Strange Loop

Vellvm - Verifying the LLVM

LLVM is an industrial-strength compiler that's used for everything from day-to-day iOS development (in Swift) to pie-in-the-sky academic research projects. This makes the LLVM framework a sweet spot for bug-finding and verification technologies--any improvements to it are amplified across its many applications.

This talk asks the question: what does LLVM code mean, and, how can we ensure that LLVM-based tools (compilers, optimizers, code instrumentation passes, etc.) do what they're supposed to -- especially for safety or security critical applications? The Verified LLVM project (Vellvm) is our attempt to provide an answer.

We'll look at the LLVM intermediate representation from the point of view of programming language semantics and see how Vellvm provides a basis for developing machine-checkable formal properties about LLVM IR programs and transformation passes. Along the way, we'll get a taste of what LLVM code looks like, including some of its trickier aspects, and see (at a high level) how modern interactive theorem provers--in this case, Coq--can be used to verify compiler transformations.

No experience with LLVM or formal verification technologies will be assumed.
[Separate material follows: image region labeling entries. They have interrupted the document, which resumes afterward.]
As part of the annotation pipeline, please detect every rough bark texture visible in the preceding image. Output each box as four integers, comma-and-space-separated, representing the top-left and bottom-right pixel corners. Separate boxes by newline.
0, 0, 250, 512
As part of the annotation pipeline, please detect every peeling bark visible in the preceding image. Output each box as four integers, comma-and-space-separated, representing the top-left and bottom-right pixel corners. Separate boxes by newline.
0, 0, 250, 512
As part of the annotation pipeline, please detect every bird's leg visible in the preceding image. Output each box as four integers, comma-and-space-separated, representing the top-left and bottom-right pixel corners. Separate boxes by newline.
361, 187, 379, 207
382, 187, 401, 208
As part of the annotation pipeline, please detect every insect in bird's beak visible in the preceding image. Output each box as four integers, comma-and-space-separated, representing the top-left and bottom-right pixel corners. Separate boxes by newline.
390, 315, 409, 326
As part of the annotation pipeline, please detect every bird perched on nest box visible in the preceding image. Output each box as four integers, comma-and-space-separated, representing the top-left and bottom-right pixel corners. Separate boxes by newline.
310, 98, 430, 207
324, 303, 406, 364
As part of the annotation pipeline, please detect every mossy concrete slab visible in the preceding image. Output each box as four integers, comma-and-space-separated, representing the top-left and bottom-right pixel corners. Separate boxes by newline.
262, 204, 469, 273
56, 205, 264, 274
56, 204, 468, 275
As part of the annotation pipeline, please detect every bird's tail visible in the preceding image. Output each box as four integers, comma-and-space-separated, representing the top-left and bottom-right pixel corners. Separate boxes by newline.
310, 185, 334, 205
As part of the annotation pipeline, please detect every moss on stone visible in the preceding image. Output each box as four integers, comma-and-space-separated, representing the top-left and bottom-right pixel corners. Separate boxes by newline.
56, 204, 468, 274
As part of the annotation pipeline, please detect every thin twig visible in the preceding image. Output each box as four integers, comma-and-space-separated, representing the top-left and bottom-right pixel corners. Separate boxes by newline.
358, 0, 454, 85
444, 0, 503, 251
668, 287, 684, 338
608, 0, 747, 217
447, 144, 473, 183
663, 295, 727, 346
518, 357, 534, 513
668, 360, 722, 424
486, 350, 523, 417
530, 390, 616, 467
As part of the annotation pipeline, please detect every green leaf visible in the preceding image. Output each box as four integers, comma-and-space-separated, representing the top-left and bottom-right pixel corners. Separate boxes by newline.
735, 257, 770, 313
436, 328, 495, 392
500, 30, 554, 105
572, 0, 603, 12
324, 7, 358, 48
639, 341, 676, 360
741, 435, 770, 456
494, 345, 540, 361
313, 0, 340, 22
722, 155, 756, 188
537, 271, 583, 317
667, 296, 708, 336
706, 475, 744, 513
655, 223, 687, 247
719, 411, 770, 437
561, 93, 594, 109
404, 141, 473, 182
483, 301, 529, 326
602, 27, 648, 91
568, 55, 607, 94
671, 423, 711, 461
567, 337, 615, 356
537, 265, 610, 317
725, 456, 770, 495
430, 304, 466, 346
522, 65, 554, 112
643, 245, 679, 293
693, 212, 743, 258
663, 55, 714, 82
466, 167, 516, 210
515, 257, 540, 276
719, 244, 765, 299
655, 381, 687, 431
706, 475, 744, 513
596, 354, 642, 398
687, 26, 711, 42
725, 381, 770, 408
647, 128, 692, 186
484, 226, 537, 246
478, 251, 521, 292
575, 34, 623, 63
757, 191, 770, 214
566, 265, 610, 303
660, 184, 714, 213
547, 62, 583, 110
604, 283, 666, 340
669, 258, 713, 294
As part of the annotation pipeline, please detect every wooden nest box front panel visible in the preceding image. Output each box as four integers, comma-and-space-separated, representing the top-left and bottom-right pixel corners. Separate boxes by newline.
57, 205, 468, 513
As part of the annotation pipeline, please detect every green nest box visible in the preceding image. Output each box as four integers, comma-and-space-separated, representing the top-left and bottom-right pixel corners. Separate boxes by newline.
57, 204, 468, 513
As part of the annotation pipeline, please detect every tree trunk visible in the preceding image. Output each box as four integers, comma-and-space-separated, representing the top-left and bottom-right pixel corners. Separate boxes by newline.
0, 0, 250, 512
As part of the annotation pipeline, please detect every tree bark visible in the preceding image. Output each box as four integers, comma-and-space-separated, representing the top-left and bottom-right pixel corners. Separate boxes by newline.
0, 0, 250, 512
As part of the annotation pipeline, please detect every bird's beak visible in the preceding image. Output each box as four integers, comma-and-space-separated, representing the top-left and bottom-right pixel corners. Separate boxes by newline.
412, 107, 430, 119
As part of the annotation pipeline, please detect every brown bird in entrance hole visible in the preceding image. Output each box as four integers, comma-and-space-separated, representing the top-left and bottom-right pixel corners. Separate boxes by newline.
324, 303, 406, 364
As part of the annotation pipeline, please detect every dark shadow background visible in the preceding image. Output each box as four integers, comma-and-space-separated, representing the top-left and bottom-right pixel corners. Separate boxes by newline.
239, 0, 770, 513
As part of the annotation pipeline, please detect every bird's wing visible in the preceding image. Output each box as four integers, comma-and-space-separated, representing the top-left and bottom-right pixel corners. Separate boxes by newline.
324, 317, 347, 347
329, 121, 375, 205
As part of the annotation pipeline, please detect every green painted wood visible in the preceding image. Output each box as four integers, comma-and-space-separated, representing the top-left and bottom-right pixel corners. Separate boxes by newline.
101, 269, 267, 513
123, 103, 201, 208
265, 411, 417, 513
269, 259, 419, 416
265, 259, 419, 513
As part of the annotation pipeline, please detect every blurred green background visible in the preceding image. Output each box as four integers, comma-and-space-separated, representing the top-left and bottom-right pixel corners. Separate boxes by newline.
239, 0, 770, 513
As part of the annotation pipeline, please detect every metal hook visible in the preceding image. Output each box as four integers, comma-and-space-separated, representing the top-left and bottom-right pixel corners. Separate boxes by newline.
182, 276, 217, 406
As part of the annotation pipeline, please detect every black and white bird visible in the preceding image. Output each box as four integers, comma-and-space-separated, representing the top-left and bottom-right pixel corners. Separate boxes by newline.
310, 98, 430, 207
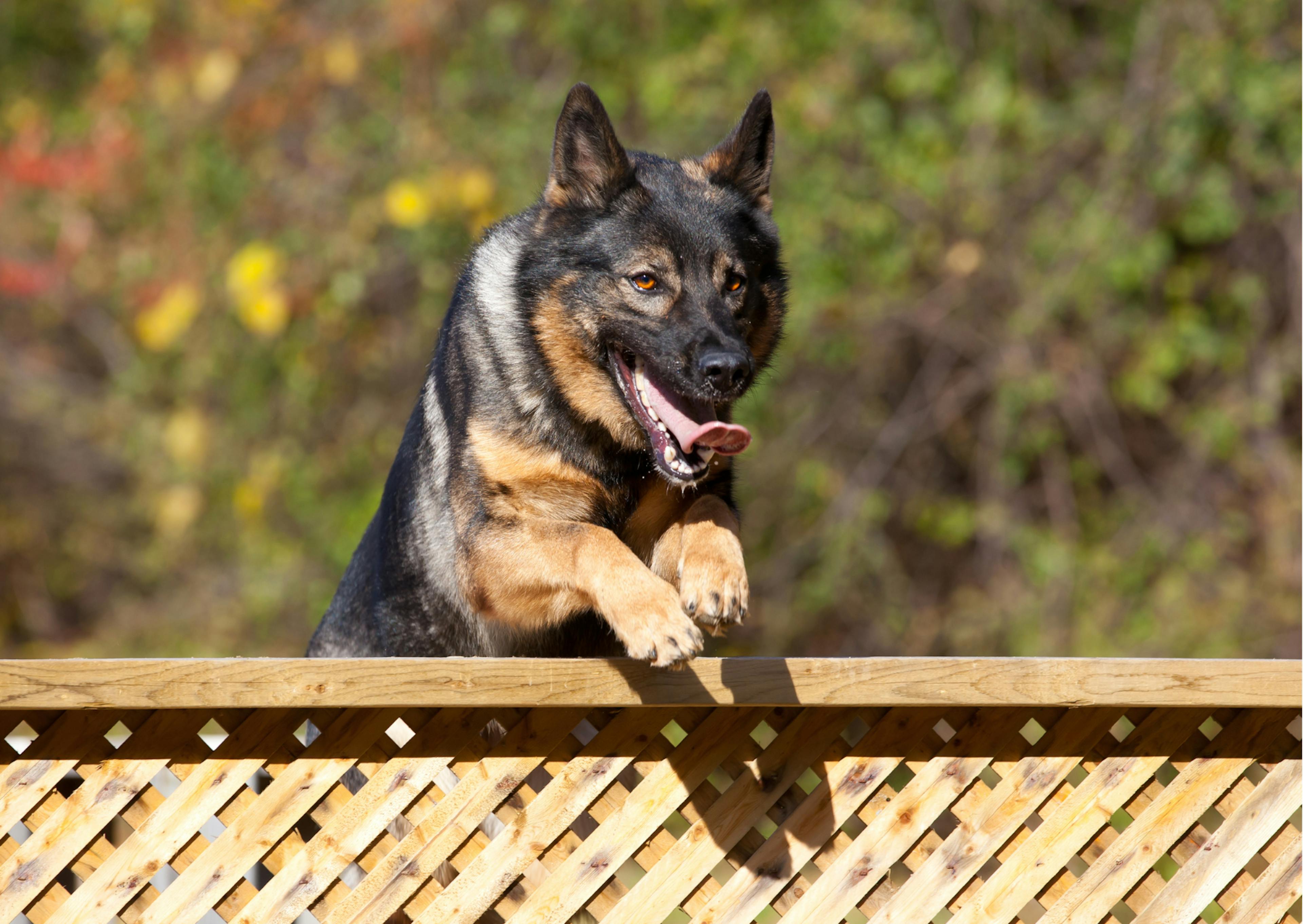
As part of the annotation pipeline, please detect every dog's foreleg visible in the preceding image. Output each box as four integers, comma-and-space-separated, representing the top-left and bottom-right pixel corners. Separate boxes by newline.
467, 517, 703, 667
652, 494, 751, 635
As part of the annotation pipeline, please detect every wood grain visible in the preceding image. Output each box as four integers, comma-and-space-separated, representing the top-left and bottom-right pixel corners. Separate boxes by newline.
0, 658, 1303, 709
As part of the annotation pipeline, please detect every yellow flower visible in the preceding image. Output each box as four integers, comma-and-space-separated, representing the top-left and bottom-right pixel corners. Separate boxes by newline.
384, 180, 430, 228
163, 408, 208, 465
194, 48, 240, 103
135, 283, 200, 349
154, 485, 203, 537
322, 35, 361, 86
946, 241, 982, 276
236, 288, 289, 338
231, 478, 267, 520
227, 241, 281, 301
457, 167, 495, 212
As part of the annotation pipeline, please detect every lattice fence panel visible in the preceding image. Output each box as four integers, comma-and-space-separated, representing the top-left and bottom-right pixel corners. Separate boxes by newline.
0, 706, 1303, 924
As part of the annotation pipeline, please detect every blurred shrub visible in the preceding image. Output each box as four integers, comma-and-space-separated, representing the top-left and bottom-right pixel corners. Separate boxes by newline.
0, 0, 1300, 657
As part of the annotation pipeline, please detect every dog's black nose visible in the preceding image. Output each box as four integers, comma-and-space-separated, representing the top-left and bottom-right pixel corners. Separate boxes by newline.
697, 348, 751, 393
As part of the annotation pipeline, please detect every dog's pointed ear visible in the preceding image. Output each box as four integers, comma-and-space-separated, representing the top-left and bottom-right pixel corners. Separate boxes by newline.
701, 90, 774, 212
543, 83, 633, 209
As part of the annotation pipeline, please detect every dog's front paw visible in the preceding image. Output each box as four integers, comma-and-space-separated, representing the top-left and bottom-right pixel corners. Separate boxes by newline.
679, 526, 751, 635
607, 575, 705, 667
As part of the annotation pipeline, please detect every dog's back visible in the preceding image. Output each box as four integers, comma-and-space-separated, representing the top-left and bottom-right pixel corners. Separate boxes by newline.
307, 85, 785, 663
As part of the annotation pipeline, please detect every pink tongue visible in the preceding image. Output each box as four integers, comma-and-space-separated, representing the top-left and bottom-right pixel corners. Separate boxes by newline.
644, 370, 751, 456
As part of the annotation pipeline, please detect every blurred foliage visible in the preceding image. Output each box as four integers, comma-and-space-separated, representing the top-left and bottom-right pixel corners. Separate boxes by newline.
0, 0, 1300, 657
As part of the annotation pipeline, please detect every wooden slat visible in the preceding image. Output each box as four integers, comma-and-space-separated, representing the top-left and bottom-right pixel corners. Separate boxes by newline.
0, 710, 206, 920
1041, 710, 1292, 924
0, 658, 1303, 709
414, 709, 672, 924
515, 708, 769, 924
231, 709, 489, 924
0, 712, 117, 833
602, 709, 855, 924
326, 709, 584, 924
133, 709, 399, 924
692, 709, 941, 924
1218, 834, 1303, 924
1135, 760, 1303, 924
48, 710, 301, 924
952, 709, 1203, 924
783, 710, 1027, 924
870, 709, 1122, 924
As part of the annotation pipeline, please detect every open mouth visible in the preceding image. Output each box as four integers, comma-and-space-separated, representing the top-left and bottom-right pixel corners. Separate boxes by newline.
611, 347, 751, 483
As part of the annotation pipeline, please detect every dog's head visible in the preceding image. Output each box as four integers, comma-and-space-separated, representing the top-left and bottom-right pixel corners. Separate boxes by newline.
521, 83, 785, 483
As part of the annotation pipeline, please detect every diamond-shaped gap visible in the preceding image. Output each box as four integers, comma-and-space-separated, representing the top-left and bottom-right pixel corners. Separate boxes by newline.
571, 718, 597, 747
706, 766, 732, 792
1199, 805, 1226, 833
661, 812, 692, 841
932, 808, 959, 841
842, 715, 869, 748
55, 770, 85, 799
1109, 715, 1136, 742
1113, 902, 1137, 924
200, 718, 231, 751
842, 812, 868, 841
1063, 854, 1091, 879
1199, 902, 1226, 924
104, 722, 132, 751
1153, 760, 1181, 786
384, 718, 416, 748
1018, 898, 1045, 924
4, 719, 37, 753
9, 821, 31, 845
751, 721, 778, 748
884, 761, 913, 792
1018, 718, 1045, 744
1067, 764, 1091, 790
661, 719, 688, 747
245, 863, 271, 889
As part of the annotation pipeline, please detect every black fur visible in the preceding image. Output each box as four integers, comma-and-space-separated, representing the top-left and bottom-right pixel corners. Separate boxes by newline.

This is joint work with many collaborators at Penn, and Vellvm is part of the NSF Expeditions project: The Science of Deep Specifications.

Steve Zdancewic

University of Pennsylvania

Dr. Zdancewic is a Full Professor and Associate Deparment chair in Computer and Information Science at the University of Pennsylvania. He received his Ph.D. in Computer Science from Cornell University in 2002, and he graduated from Carnegie Mellon University with a B.S. in Computer Science and Mathematics in 1996. He is the recipient of an NSF Graduate Research Fellowship, an Intel fellowship, an NSF CAREER award, a Sloan Fellowship. His numerous ublications in the areas of programming languages and computer security include several best paper awards. Dr. Zdancewic's research centers around using programming languages technology to help build secure and reliable software. He has worked on type-based enforcement of both information-flow and authorization policies, compiler techniques for ensure memory safety of legacy C code, and, more recently, on using interactive theorem-proving technology to construct highly-trustworthy compiler optimization passes. His interests also include type theory and linear logics.